Pero hay otra irregularidad. La ley fija un máximo de un año como tiempo durante el que se puede prolongar un acogimiento preadoptivo. Dentro de ese plazo, la situación debe volverse definitiva (iniciar la adopción) o revertirla para regresar con su familia biológica. En el caso de Joan, la situación se ha dilatado casi tres años, muy por encima del tope legal. «Y el niño convertido en un yoyó», lamenta Alberto.

Renuncia a otra adopción

El matrimonio se refugia en casa de unos familiares en Cullera. «Imposible volver a casa con tantos juguetes y recuerdos del nene por ahí, ni me imagino el vacío que podemos sentir». Ayer la vivienda era casi un centro de prensa, tomada por infinidad de cámaras de televisión y unidades móviles. Ni él ha podido aún regresar a sus obligaciones como empleado de la factoría Ford ni ella a su trabajo como autónoma con viajes organizados. «No sé ni cómo voy a retomar mi vida sin Joan», musita Noelia.

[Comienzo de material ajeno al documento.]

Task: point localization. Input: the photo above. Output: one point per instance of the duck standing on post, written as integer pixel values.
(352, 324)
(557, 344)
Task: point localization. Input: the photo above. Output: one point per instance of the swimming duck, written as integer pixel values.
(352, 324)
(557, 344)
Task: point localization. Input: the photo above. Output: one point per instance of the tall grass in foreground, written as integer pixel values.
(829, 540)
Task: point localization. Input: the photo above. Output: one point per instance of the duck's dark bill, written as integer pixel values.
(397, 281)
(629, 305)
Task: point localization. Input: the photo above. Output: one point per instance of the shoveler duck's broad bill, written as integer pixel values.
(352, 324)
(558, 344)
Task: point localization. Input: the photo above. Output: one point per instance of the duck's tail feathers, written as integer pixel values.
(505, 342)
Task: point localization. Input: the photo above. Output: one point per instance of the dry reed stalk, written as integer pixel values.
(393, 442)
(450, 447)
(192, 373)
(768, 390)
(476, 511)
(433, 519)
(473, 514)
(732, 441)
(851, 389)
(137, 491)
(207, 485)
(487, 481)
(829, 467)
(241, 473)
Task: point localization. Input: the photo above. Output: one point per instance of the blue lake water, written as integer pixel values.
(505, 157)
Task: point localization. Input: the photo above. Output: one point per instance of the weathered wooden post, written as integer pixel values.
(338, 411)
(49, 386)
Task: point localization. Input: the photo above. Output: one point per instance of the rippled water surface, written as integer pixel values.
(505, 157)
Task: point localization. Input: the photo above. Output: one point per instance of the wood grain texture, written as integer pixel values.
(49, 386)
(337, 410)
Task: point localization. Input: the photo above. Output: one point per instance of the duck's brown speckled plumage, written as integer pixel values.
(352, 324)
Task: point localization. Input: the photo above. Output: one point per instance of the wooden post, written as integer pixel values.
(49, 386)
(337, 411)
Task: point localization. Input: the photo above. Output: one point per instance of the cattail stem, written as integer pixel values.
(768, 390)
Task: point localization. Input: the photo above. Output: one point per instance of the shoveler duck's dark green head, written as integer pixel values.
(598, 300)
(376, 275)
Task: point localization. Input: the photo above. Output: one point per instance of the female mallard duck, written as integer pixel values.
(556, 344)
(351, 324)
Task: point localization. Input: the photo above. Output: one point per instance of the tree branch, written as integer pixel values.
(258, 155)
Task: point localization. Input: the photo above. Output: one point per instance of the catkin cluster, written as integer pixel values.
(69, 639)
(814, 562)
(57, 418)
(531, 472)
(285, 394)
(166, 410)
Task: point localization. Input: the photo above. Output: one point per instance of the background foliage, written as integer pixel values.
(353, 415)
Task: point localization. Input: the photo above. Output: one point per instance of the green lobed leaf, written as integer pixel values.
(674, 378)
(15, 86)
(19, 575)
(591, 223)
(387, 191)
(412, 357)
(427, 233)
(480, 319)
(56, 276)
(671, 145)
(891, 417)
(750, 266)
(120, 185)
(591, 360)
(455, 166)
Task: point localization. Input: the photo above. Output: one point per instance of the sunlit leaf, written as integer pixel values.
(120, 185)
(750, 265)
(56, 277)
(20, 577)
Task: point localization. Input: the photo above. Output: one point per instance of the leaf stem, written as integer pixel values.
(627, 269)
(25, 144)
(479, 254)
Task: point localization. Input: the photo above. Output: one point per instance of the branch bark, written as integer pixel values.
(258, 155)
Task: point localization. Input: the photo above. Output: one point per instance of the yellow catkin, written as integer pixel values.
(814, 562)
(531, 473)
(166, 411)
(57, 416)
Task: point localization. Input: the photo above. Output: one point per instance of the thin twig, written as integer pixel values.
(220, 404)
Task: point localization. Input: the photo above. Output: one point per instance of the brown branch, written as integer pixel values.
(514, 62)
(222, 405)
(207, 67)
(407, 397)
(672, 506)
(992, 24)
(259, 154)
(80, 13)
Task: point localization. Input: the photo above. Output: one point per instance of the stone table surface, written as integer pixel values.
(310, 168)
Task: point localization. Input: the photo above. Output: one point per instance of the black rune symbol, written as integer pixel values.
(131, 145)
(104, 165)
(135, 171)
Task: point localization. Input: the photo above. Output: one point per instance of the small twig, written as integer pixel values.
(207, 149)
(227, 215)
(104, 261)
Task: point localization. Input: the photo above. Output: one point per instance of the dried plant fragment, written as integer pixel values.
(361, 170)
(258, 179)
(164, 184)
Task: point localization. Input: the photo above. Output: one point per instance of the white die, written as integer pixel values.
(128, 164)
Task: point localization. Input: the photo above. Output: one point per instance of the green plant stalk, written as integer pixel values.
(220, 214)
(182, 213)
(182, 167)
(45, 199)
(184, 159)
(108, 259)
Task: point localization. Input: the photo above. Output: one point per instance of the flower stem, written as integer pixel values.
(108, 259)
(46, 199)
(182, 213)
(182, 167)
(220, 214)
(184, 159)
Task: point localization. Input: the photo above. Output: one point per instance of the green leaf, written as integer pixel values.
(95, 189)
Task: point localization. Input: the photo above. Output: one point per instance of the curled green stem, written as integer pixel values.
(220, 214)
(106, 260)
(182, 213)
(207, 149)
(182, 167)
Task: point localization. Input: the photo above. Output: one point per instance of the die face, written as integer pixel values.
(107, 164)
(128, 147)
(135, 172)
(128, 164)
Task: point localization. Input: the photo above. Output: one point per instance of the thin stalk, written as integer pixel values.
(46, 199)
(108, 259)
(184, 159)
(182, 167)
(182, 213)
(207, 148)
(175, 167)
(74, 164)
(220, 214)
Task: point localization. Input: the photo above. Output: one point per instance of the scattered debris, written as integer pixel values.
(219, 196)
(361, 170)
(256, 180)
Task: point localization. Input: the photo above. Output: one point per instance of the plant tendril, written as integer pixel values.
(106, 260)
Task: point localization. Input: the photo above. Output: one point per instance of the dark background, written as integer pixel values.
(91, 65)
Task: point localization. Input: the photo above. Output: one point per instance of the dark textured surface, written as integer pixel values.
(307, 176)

El padre insiste en que iniciaron el proceso como «familia de acogimiento preadoptivo, no como un acogimiento temporal. Si no, ¿cómo íbamos a renunciar a la adopción en China?», argumenta en referencia a la adopción de un niño oriental que la pareja tenía muy avanzada. Alberto aún lamenta la forma en que tuvo que separase de su hijo. «Lo dejamos en las dependencias de la Guardia Civil haciendo un dibujito. Esa es mi última imagen. Es inhumano».

La sentencia de la Audiencia de Oviedo toma la decisión de que el menor vuelva con su madre basándose sobre todo en tres psicólogos que afirman que María José «no presenta ninguna deficiencia para el ejercicio de una maternidad responsable». Antes, otros expertos señalaron su «descontrol absoluto en el centro, fugas y desprecio hacia el personal educador». Una contradicción tras otra y muchas víctimas.